Yo no quería ser activista pero tuve que esperar a declarar ante la fiscalía qué estaba haciendo cuando me enteré de la muerte de mi hermana para, por fin, poder entrar a reconocerla; no quería ser activista pero me negué a que un trabajador en la SEMEFO le tomara una foto para así yo poder reconocerla; no quise hacer activismo pero nada de lo ocurrido ese viernes me pareció aceptable, justo o siquiera empático.
Yo no quería ser activista, lo juro. Y a veces sigo sin querer. Yo solo quería vivir feliz —y, por tanto, estar con mi hermana— y bailar tranquilas. Bailar y vivir sin poner otras bicicletas blancas, sin tener que ver otros ciclistas muertos y otras víctimas indirectas. Yo no quería ser activista, pero tuve que hacerlo porque quería —y quiero— vivir, bailar y rodar desde la seguridad vial, quiero poder salir de mi casa sin pensar en si regresaré, quiero que nadie más viva ese momento en el que tocan a tu puerta y te dicen que la persona que más amas, murió atropellada.

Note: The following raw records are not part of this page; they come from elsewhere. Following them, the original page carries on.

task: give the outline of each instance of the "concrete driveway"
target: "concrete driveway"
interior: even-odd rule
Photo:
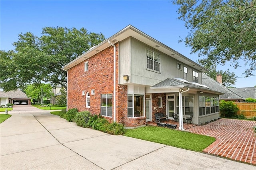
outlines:
[[[0,124],[1,170],[255,169],[206,154],[83,128],[48,111],[21,110],[10,111],[12,116]]]

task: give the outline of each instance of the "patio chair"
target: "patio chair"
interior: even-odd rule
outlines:
[[[185,123],[186,123],[186,121],[187,121],[187,125],[188,124],[188,121],[190,123],[191,123],[191,122],[192,122],[192,124],[193,123],[193,121],[192,121],[192,118],[193,118],[193,115],[190,115],[189,116],[186,116],[186,118],[185,119]]]
[[[173,117],[172,117],[172,120],[173,120],[174,121],[177,122],[177,119],[179,119],[179,116],[176,113],[174,113]]]

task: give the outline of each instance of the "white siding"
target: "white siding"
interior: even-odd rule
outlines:
[[[183,65],[185,65],[188,68],[188,80],[190,82],[192,81],[192,68],[184,65],[183,63],[175,58],[158,51],[156,49],[149,47],[142,42],[133,38],[130,40],[132,67],[129,83],[152,86],[168,78],[183,78]],[[147,48],[160,53],[160,73],[149,70],[146,68],[146,50]],[[177,62],[182,64],[181,70],[177,69]],[[199,75],[199,83],[200,83],[201,73],[200,71],[197,71]]]
[[[131,39],[128,38],[119,44],[119,83],[131,82]],[[124,75],[129,76],[129,80],[124,80]]]

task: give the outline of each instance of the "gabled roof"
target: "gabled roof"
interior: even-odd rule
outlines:
[[[15,99],[27,99],[28,96],[20,90],[7,92],[0,91],[0,97],[9,97]]]
[[[256,99],[256,87],[255,87],[232,88],[230,89],[245,99],[248,98]]]
[[[147,45],[150,46],[166,54],[170,57],[180,61],[185,64],[202,72],[206,72],[208,70],[197,63],[185,57],[173,49],[153,38],[136,28],[129,25],[121,31],[103,41],[99,44],[91,48],[86,53],[80,55],[74,60],[63,66],[62,69],[68,70],[93,55],[110,46],[108,43],[110,40],[115,43],[121,42],[130,37],[134,37],[137,40],[143,42]]]
[[[226,87],[225,86],[204,73],[202,74],[202,84],[206,85],[213,90],[224,93],[220,95],[220,99],[228,100],[242,100],[244,99],[244,97],[236,94],[236,92]]]
[[[180,80],[178,79],[181,79]],[[198,83],[190,83],[186,80],[182,81],[182,79],[166,79],[163,81],[161,81],[155,84],[150,87],[152,89],[164,89],[170,88],[189,88],[191,89],[195,89],[198,90],[213,93],[216,94],[223,94],[223,93],[219,91],[213,90],[208,88],[204,85]]]

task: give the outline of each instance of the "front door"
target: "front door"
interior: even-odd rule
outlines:
[[[149,122],[151,121],[150,117],[151,115],[151,107],[150,107],[150,100],[146,100],[146,121]]]
[[[174,100],[167,100],[167,108],[168,111],[168,117],[169,118],[173,117],[173,113],[174,113]]]

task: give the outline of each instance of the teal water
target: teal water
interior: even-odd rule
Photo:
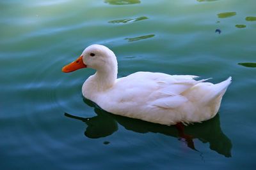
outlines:
[[[253,169],[255,5],[1,1],[1,169]],[[83,98],[94,71],[61,70],[94,43],[115,52],[119,77],[147,71],[233,81],[216,117],[185,127],[188,141],[174,127],[113,115]]]

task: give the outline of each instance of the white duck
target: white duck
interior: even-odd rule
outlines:
[[[99,45],[87,47],[62,71],[83,67],[97,71],[83,85],[84,97],[108,112],[167,125],[200,122],[214,117],[231,83],[231,77],[212,84],[204,82],[207,80],[196,81],[196,76],[150,72],[117,78],[115,55]]]

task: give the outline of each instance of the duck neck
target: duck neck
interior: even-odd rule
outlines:
[[[117,78],[117,67],[97,69],[94,74],[99,90],[105,90],[112,87]]]

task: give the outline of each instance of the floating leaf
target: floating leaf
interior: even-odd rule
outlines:
[[[154,34],[150,34],[150,35],[138,36],[138,37],[134,37],[134,38],[125,38],[125,39],[128,39],[128,41],[135,41],[146,39],[146,38],[152,38],[152,37],[154,37],[154,36],[155,36]]]
[[[245,28],[246,25],[236,25],[236,27],[237,28]]]
[[[238,64],[247,67],[256,67],[256,62],[240,62]]]
[[[216,1],[218,0],[196,0],[198,2],[212,2],[212,1]]]
[[[245,20],[247,21],[256,21],[256,17],[246,17]]]
[[[128,19],[123,19],[123,20],[111,20],[109,21],[108,23],[111,23],[111,24],[120,24],[120,23],[128,23],[128,22],[136,22],[139,20],[147,20],[148,19],[148,17],[138,17],[136,18],[128,18]]]
[[[109,4],[139,4],[140,3],[140,0],[106,0],[106,3]]]
[[[217,14],[220,18],[228,18],[236,15],[236,12],[224,12]]]

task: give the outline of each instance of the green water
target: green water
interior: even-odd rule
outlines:
[[[1,169],[253,169],[255,0],[1,1]],[[218,29],[216,32],[216,30]],[[138,71],[232,76],[219,114],[185,127],[115,116],[61,67],[92,44]],[[67,113],[65,114],[65,113]]]

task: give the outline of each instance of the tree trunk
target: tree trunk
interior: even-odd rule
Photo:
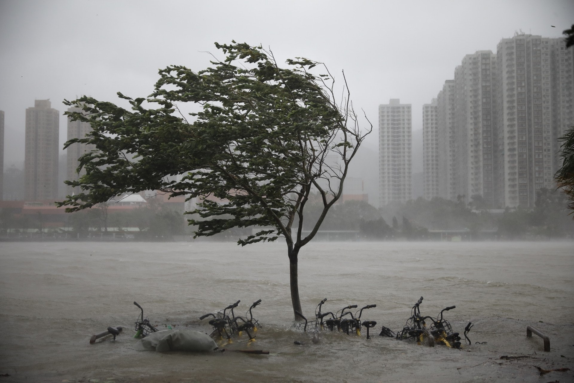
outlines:
[[[293,304],[293,315],[296,320],[301,320],[300,316],[295,314],[295,311],[298,311],[302,314],[303,311],[301,308],[301,300],[299,299],[299,285],[297,280],[297,254],[299,253],[298,249],[292,250],[289,252],[289,283],[291,287],[291,303]]]

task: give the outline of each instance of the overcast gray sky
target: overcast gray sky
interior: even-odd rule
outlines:
[[[197,71],[214,42],[270,47],[281,61],[303,56],[344,69],[356,107],[375,130],[377,106],[410,103],[413,130],[465,55],[495,52],[515,32],[562,37],[574,23],[572,0],[475,1],[151,1],[0,0],[0,110],[5,166],[24,160],[25,109],[83,94],[119,102],[146,96],[157,71]],[[556,28],[552,28],[554,25]],[[66,139],[60,120],[60,140]]]

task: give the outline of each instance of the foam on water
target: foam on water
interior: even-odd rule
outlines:
[[[14,381],[25,377],[31,381],[110,377],[116,381],[189,381],[197,373],[202,374],[199,380],[219,382],[464,381],[457,369],[461,365],[487,361],[500,353],[538,353],[541,341],[524,336],[526,326],[533,324],[553,335],[553,350],[544,360],[555,357],[571,366],[572,245],[315,242],[300,253],[299,288],[308,318],[325,297],[324,312],[376,304],[363,316],[377,321],[371,331],[376,335],[381,325],[402,328],[422,295],[423,315],[436,315],[456,305],[446,316],[455,330],[461,333],[472,321],[471,339],[488,342],[487,347],[472,345],[468,352],[461,352],[377,336],[367,341],[364,331],[360,338],[323,332],[313,345],[309,334],[293,327],[289,265],[282,243],[241,247],[204,242],[3,242],[0,323],[7,331],[0,347],[0,373],[10,374]],[[222,355],[168,356],[133,350],[133,323],[140,314],[134,300],[160,327],[208,331],[200,315],[238,299],[241,304],[236,313],[242,314],[259,299],[262,304],[254,314],[262,327],[251,347],[269,349],[269,357],[230,354],[216,360]],[[92,334],[117,325],[125,332],[116,342],[88,344]],[[294,345],[294,340],[304,345]],[[240,340],[228,347],[247,346]],[[230,369],[213,368],[215,363]],[[473,367],[473,376],[486,381],[507,373],[538,381],[526,367],[509,365],[505,370],[485,363]]]

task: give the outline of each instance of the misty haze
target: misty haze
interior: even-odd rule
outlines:
[[[574,380],[573,16],[0,2],[0,379]]]

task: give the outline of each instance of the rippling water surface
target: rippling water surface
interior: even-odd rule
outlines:
[[[10,375],[0,379],[538,382],[533,366],[574,369],[573,242],[315,242],[300,254],[308,318],[325,297],[324,312],[375,304],[363,318],[377,322],[376,335],[381,325],[401,328],[422,296],[423,315],[456,305],[447,314],[455,330],[475,324],[474,344],[461,351],[367,340],[364,331],[361,337],[321,332],[314,344],[293,327],[288,272],[282,243],[0,243],[0,319],[7,330],[0,374]],[[269,355],[134,349],[134,300],[160,328],[207,332],[201,315],[237,300],[241,313],[257,299],[256,342],[226,347]],[[540,338],[526,338],[528,325],[550,336],[550,353]],[[88,343],[109,326],[124,326],[124,333]],[[510,354],[528,358],[500,359]],[[546,376],[568,381],[574,374]]]

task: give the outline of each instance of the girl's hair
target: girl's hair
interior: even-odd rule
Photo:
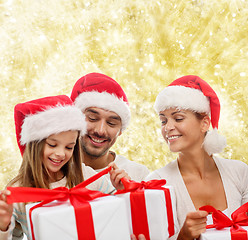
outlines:
[[[8,184],[18,183],[20,187],[49,188],[49,174],[43,164],[46,139],[33,141],[26,145],[23,161],[18,175]],[[80,139],[77,138],[70,160],[61,168],[66,177],[66,187],[72,188],[81,183],[83,178]]]

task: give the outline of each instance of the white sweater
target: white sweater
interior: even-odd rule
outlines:
[[[83,176],[84,179],[88,179],[91,176],[95,175],[96,172],[88,166],[82,165],[83,168]],[[66,177],[62,178],[58,182],[54,182],[50,184],[50,189],[57,188],[57,187],[64,187],[66,185]],[[16,185],[17,187],[18,185]],[[113,188],[112,184],[103,176],[96,180],[95,182],[89,184],[87,186],[90,190],[97,190],[103,193],[111,193],[115,189]],[[7,231],[2,232],[0,231],[0,240],[20,240],[23,238],[23,233],[27,236],[28,228],[27,228],[27,220],[26,220],[26,211],[25,211],[25,204],[24,203],[14,203],[13,204],[14,211],[13,216],[11,218],[11,224]],[[31,239],[28,237],[28,239]]]
[[[248,202],[248,165],[241,161],[219,157],[214,157],[214,161],[220,172],[226,193],[228,207],[225,213],[230,217],[234,210]],[[177,160],[155,170],[146,178],[146,180],[151,179],[166,179],[166,184],[174,187],[177,201],[177,217],[181,229],[186,214],[196,209],[184,184]]]

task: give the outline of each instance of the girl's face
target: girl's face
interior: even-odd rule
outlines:
[[[199,120],[189,110],[170,108],[159,113],[161,132],[172,152],[191,152],[200,149],[210,119],[205,116]]]
[[[44,146],[43,164],[51,180],[63,177],[61,168],[70,160],[78,138],[78,131],[66,131],[50,135]]]

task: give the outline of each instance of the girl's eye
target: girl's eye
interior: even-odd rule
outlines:
[[[115,123],[112,123],[112,122],[108,122],[108,125],[115,126],[116,124]]]
[[[50,144],[50,143],[47,143],[49,147],[56,147],[56,145],[53,145],[53,144]]]
[[[176,121],[177,122],[180,122],[180,121],[182,121],[183,120],[183,118],[176,118]]]
[[[96,121],[96,118],[94,118],[94,117],[89,117],[89,116],[88,116],[88,119],[89,119],[90,121]]]
[[[68,150],[72,150],[72,149],[73,149],[73,147],[66,147],[66,149],[68,149]]]

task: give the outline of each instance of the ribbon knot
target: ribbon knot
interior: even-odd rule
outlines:
[[[118,190],[116,194],[122,194],[127,192],[139,192],[144,191],[145,189],[158,189],[162,190],[162,186],[166,184],[165,179],[160,180],[150,180],[150,181],[141,181],[141,182],[135,182],[133,180],[129,180],[127,178],[121,179],[124,189]]]
[[[231,227],[231,231],[242,229],[241,226],[248,226],[248,203],[245,203],[234,211],[231,215],[231,219],[227,217],[220,210],[216,210],[214,207],[206,205],[200,207],[199,210],[212,213],[213,224],[207,225],[207,228],[223,229],[225,227]]]

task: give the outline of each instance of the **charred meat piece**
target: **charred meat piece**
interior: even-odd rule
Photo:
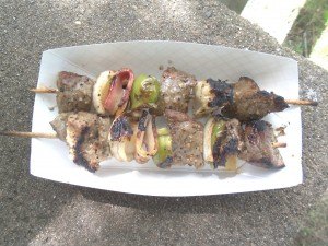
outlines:
[[[90,112],[94,81],[87,77],[62,71],[57,80],[59,113]]]
[[[284,167],[278,149],[272,145],[273,142],[277,142],[277,139],[269,122],[265,120],[248,122],[245,125],[244,150],[239,157],[260,167]]]
[[[226,81],[208,79],[198,81],[195,89],[194,115],[202,117],[216,108],[233,103],[233,86]]]
[[[233,104],[224,106],[221,110],[222,115],[230,118],[242,121],[257,120],[271,112],[282,112],[289,107],[283,97],[272,92],[260,91],[255,81],[247,77],[241,77],[233,90]]]
[[[138,163],[145,163],[156,154],[157,150],[155,118],[143,110],[138,124],[134,159]]]
[[[73,162],[87,171],[97,171],[99,162],[110,157],[109,118],[85,112],[60,114],[51,121],[51,126],[60,139],[67,142]]]
[[[125,115],[118,116],[110,127],[108,141],[113,156],[120,162],[131,162],[136,153],[136,121]]]
[[[56,131],[61,141],[66,141],[67,119],[72,113],[61,113],[51,122],[52,129]]]
[[[226,166],[227,160],[237,156],[243,147],[242,127],[237,119],[219,119],[212,131],[213,167]],[[235,160],[236,165],[236,160]]]
[[[173,67],[162,75],[161,97],[164,108],[187,113],[188,103],[196,85],[196,78]],[[161,105],[161,102],[159,102]]]
[[[202,167],[203,126],[187,114],[171,109],[165,110],[165,117],[172,136],[172,165]]]

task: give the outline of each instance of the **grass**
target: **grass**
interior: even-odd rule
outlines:
[[[308,57],[326,25],[328,25],[328,0],[307,0],[284,45]]]

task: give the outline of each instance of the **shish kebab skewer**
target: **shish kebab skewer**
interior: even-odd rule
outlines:
[[[86,77],[60,72],[57,81],[59,90],[47,91],[40,87],[32,91],[57,93],[59,113],[92,112],[95,108],[101,115],[114,115],[115,110],[116,115],[121,114],[127,107],[128,95],[131,110],[152,108],[152,114],[161,115],[167,108],[186,113],[188,102],[194,97],[196,117],[220,109],[222,115],[243,121],[260,119],[270,112],[283,110],[289,107],[288,104],[317,105],[316,102],[288,101],[273,93],[260,91],[255,81],[247,77],[242,77],[234,84],[211,79],[197,82],[195,77],[168,68],[163,72],[161,84],[154,77],[141,74],[134,82],[132,78],[133,73],[129,69],[105,71],[92,85],[94,82]]]
[[[144,163],[153,157],[162,168],[191,165],[201,168],[210,163],[214,168],[236,169],[236,157],[261,167],[282,167],[282,157],[276,148],[273,130],[266,121],[254,121],[242,130],[236,119],[210,119],[203,126],[188,115],[166,109],[167,129],[156,129],[153,118],[143,112],[139,122],[121,115],[110,119],[95,114],[62,113],[51,121],[56,137],[69,147],[72,161],[95,172],[99,163],[113,154],[118,161]],[[55,134],[0,132],[19,137],[54,138]],[[159,136],[157,136],[159,134]],[[274,147],[276,145],[276,147]]]

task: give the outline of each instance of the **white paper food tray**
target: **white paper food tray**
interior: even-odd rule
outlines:
[[[231,82],[239,77],[253,78],[261,90],[273,91],[285,98],[298,98],[298,71],[295,60],[268,54],[181,42],[122,42],[50,49],[43,54],[37,86],[56,87],[58,72],[71,71],[95,79],[104,70],[131,68],[134,74],[157,78],[160,67],[174,66],[197,79],[221,79]],[[33,114],[33,131],[51,132],[49,125],[58,114],[54,94],[37,94]],[[97,173],[89,173],[69,160],[65,142],[33,139],[31,174],[67,184],[150,196],[203,196],[267,190],[302,183],[301,109],[291,107],[270,114],[265,119],[273,127],[286,126],[279,141],[285,167],[279,171],[243,165],[238,174],[196,171],[192,167],[160,169],[152,162],[119,163],[112,159],[101,164]]]

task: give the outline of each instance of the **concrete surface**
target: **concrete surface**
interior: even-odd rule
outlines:
[[[300,62],[304,185],[155,198],[73,187],[28,174],[30,140],[0,138],[0,245],[288,245],[327,188],[328,74],[218,1],[21,1],[0,4],[0,126],[31,128],[40,54],[128,39],[220,44]]]

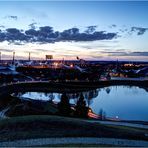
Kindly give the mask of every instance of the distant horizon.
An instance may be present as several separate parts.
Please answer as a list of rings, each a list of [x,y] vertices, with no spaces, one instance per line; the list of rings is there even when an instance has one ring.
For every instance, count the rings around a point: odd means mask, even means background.
[[[148,1],[1,1],[2,59],[148,61]]]

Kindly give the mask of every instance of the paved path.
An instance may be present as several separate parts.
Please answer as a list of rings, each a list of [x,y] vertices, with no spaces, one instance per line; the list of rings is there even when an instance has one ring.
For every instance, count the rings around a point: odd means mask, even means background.
[[[0,142],[1,147],[20,147],[20,146],[43,146],[59,144],[102,144],[114,146],[134,146],[147,147],[148,141],[137,141],[114,138],[92,138],[92,137],[71,137],[71,138],[39,138],[28,140],[16,140],[11,142]]]
[[[136,124],[136,123],[112,122],[112,121],[95,121],[95,120],[85,120],[85,121],[86,122],[91,122],[91,123],[101,123],[103,125],[129,126],[129,127],[134,127],[134,128],[148,129],[148,125]]]

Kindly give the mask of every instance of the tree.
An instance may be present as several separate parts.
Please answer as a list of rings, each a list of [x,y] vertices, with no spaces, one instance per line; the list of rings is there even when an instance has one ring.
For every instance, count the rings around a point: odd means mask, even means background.
[[[80,98],[78,99],[75,108],[76,108],[75,113],[77,117],[82,117],[82,118],[88,117],[88,107],[86,107],[86,101],[82,93],[80,94]]]
[[[66,93],[63,93],[61,96],[61,101],[58,103],[58,110],[59,114],[63,116],[69,116],[71,113],[71,107]]]

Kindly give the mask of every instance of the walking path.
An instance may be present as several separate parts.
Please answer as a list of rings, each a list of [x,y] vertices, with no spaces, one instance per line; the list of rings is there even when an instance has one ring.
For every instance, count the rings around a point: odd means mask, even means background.
[[[117,125],[117,126],[129,126],[129,127],[134,127],[134,128],[143,128],[143,129],[148,129],[148,125],[143,125],[143,124],[136,124],[136,123],[127,123],[127,122],[112,122],[112,121],[95,121],[95,120],[85,120],[86,122],[91,122],[91,123],[101,123],[104,125]]]
[[[16,140],[10,142],[0,142],[1,147],[22,147],[22,146],[46,146],[60,144],[101,144],[114,146],[134,146],[147,147],[148,141],[127,140],[115,138],[93,138],[93,137],[71,137],[71,138],[39,138],[28,140]]]

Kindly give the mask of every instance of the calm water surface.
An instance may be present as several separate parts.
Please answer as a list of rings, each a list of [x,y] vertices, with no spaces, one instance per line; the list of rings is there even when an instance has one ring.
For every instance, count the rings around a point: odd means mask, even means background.
[[[80,93],[67,94],[70,103],[76,104]],[[96,114],[103,110],[107,117],[125,120],[148,121],[148,89],[128,86],[110,86],[83,92],[86,104]],[[60,101],[61,94],[44,92],[26,92],[21,97],[35,100]]]

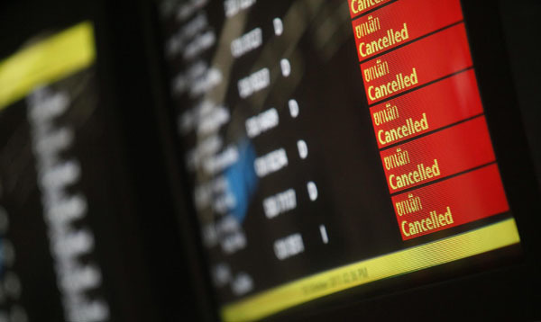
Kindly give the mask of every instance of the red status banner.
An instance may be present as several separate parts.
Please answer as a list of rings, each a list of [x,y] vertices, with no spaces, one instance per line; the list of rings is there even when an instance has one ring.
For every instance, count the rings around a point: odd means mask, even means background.
[[[463,20],[459,0],[398,1],[353,22],[359,61]]]
[[[498,166],[491,165],[392,197],[402,239],[508,211]]]
[[[367,11],[373,10],[390,0],[348,0],[350,15],[354,18]]]
[[[426,122],[426,119],[409,122],[404,131],[413,131]],[[390,193],[495,160],[484,116],[380,154]]]
[[[466,70],[370,109],[380,148],[482,113],[475,73]],[[415,127],[415,124],[419,124]],[[414,127],[409,130],[409,124]],[[396,135],[395,135],[396,133]]]
[[[369,104],[472,67],[460,23],[361,64]]]

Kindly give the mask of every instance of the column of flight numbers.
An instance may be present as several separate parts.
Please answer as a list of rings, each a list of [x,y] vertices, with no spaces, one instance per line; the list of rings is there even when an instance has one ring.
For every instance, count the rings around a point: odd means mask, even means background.
[[[272,19],[272,30],[274,37],[280,37],[284,30],[284,24],[280,17]],[[232,54],[248,52],[250,49],[256,49],[262,43],[262,32],[261,28],[255,28],[245,32],[241,37],[234,40],[231,44]],[[240,57],[242,55],[237,55]],[[280,58],[280,71],[282,77],[289,77],[293,72],[290,61],[286,58]],[[250,76],[242,78],[238,82],[239,96],[243,99],[249,98],[252,94],[270,85],[269,68],[261,68],[252,73]],[[296,120],[299,114],[300,107],[297,100],[291,98],[288,101],[288,111],[290,118]],[[269,108],[256,115],[249,117],[245,121],[246,134],[248,138],[253,139],[261,134],[276,128],[280,123],[280,114],[274,107]],[[308,157],[308,145],[305,139],[299,139],[296,142],[296,148],[300,160],[305,160]],[[254,169],[257,176],[261,179],[285,168],[290,162],[286,149],[280,148],[269,153],[258,157],[254,161]],[[306,183],[306,189],[309,201],[316,201],[318,198],[317,186],[313,181]],[[262,201],[262,209],[265,217],[268,219],[273,219],[278,216],[289,212],[298,207],[298,192],[295,188],[289,187],[283,191],[272,193],[264,197]],[[328,243],[326,228],[324,225],[319,227],[322,240]],[[305,246],[302,235],[298,232],[280,237],[273,243],[274,254],[276,257],[282,261],[304,252]]]
[[[402,239],[508,211],[460,1],[349,4]]]

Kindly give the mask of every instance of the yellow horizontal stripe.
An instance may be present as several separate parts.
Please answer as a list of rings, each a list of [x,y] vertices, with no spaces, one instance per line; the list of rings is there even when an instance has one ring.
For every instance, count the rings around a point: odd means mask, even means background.
[[[252,321],[354,286],[466,258],[520,241],[509,219],[461,235],[289,282],[222,308],[225,321]]]
[[[94,31],[89,22],[19,50],[0,62],[0,110],[38,85],[89,66],[95,57]]]

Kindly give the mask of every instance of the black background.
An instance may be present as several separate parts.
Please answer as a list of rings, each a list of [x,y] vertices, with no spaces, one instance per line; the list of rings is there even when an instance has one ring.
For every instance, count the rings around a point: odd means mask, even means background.
[[[541,8],[534,1],[463,5],[491,136],[521,233],[524,261],[465,276],[460,276],[459,270],[446,282],[429,281],[417,287],[411,281],[425,277],[415,273],[381,282],[392,289],[390,293],[374,292],[369,300],[360,300],[345,292],[277,318],[539,317],[539,223],[535,214],[540,212],[535,174],[541,174],[541,71],[536,41]],[[102,238],[96,252],[114,318],[213,319],[215,306],[201,268],[205,259],[193,236],[194,212],[185,202],[189,194],[183,183],[186,175],[179,169],[180,148],[168,107],[167,72],[154,10],[143,1],[5,1],[0,4],[0,57],[13,53],[44,29],[58,30],[86,18],[96,22],[103,100],[99,118],[105,129],[96,139],[103,150],[96,153],[106,160],[102,165],[109,174],[105,184],[114,187],[111,202],[119,210],[93,220],[95,233]],[[344,50],[354,55],[353,44]],[[362,119],[366,117],[359,121]],[[393,288],[398,282],[402,286]],[[55,294],[51,291],[50,296]],[[419,309],[419,303],[426,306]],[[51,313],[41,319],[54,317]]]

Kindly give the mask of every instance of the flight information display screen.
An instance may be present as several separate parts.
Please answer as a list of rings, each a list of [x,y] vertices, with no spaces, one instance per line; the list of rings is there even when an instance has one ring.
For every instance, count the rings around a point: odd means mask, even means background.
[[[519,255],[459,0],[158,4],[224,320]]]

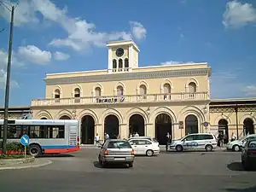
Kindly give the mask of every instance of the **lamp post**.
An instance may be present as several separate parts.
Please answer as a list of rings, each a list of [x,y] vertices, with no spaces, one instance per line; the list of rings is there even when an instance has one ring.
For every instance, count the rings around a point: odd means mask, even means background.
[[[3,137],[3,151],[2,151],[3,155],[6,154],[6,143],[7,143],[8,109],[9,109],[9,80],[10,80],[10,69],[11,69],[11,59],[12,59],[12,47],[13,47],[14,16],[15,16],[15,6],[12,6],[9,41],[9,55],[8,55],[8,63],[7,63],[5,100],[4,100]]]

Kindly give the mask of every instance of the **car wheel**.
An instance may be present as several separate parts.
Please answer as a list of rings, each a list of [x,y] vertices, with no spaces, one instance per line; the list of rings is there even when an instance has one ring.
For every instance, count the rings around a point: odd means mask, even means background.
[[[250,170],[249,166],[244,160],[241,160],[241,166],[242,166],[242,169],[244,171],[249,171]]]
[[[212,145],[207,145],[206,146],[206,151],[207,152],[210,152],[210,151],[212,151]]]
[[[42,154],[41,148],[37,144],[32,144],[29,146],[29,154],[32,156],[37,157]]]
[[[133,163],[129,163],[128,166],[129,166],[129,167],[131,168],[131,167],[133,167]]]
[[[183,150],[183,146],[181,146],[181,145],[177,145],[176,148],[175,148],[175,149],[176,149],[176,151],[177,151],[177,152],[181,152],[181,151]]]
[[[234,145],[233,148],[232,148],[232,149],[233,149],[233,151],[236,151],[237,152],[237,151],[240,151],[241,148],[240,148],[239,145]]]
[[[148,151],[146,151],[146,154],[147,154],[147,156],[152,156],[154,154],[154,151],[153,150],[148,150]]]
[[[98,160],[99,160],[100,164],[102,164],[102,160],[101,160],[101,156],[100,155],[98,156]]]

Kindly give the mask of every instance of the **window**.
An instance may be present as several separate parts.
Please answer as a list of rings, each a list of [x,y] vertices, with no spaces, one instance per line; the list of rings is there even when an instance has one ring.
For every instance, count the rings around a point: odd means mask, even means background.
[[[80,89],[79,88],[76,88],[74,90],[74,97],[75,97],[75,102],[80,102]]]
[[[213,137],[212,135],[201,135],[202,140],[207,140],[207,139],[213,139]]]
[[[113,61],[112,61],[112,63],[113,63],[113,69],[116,69],[116,67],[117,67],[117,62],[116,62],[116,60],[113,60]]]
[[[124,89],[121,85],[119,85],[116,90],[117,90],[117,96],[121,96],[124,95]]]
[[[60,98],[61,98],[61,91],[60,90],[56,89],[55,90],[55,102],[60,102]]]
[[[171,85],[170,84],[164,84],[164,99],[171,99]]]
[[[119,68],[123,68],[123,60],[122,59],[119,60]]]
[[[183,141],[193,141],[193,140],[194,140],[194,136],[188,136],[183,139]]]
[[[125,71],[129,70],[129,60],[127,58],[125,59]]]
[[[95,88],[95,96],[102,96],[102,90],[100,87]]]
[[[140,85],[140,96],[142,96],[143,99],[147,99],[147,87],[145,86],[145,84],[141,84]]]
[[[1,125],[0,138],[3,137],[3,125]],[[65,138],[64,125],[9,125],[7,137],[20,138],[23,135],[30,138]]]
[[[126,141],[112,141],[109,142],[108,148],[131,148],[131,147]]]

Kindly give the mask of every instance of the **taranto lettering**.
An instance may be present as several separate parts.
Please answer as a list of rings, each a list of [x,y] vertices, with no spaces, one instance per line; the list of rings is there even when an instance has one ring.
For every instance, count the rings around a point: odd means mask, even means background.
[[[97,98],[96,102],[123,102],[125,97],[112,97],[112,98]]]

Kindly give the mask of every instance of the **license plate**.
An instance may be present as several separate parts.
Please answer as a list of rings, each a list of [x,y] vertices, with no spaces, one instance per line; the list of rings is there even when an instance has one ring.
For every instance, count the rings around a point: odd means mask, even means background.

No queríamos ser activistas, ni yo ni ninguna de las demás familias que todos los días salimos a pedir no más muertes viales, ni queremos que se nos romantice como víctimas que luchan desde el dolor y la ausencia. Ahora, tras haber escrito esto, pienso en las vidas que hemos perdido en las calles y carreteras de nuestro país, en los y las activistas que sin haber perdido se mueven contra corriente para que nadie más viva este dolor, gracias a esos activistas de verdad —ya no a las activistas en pleno aprendizaje como yo, que seguramente no merezca esta etiqueta— por poner el cuerpo, corazón y alma para construir una realidad mejor.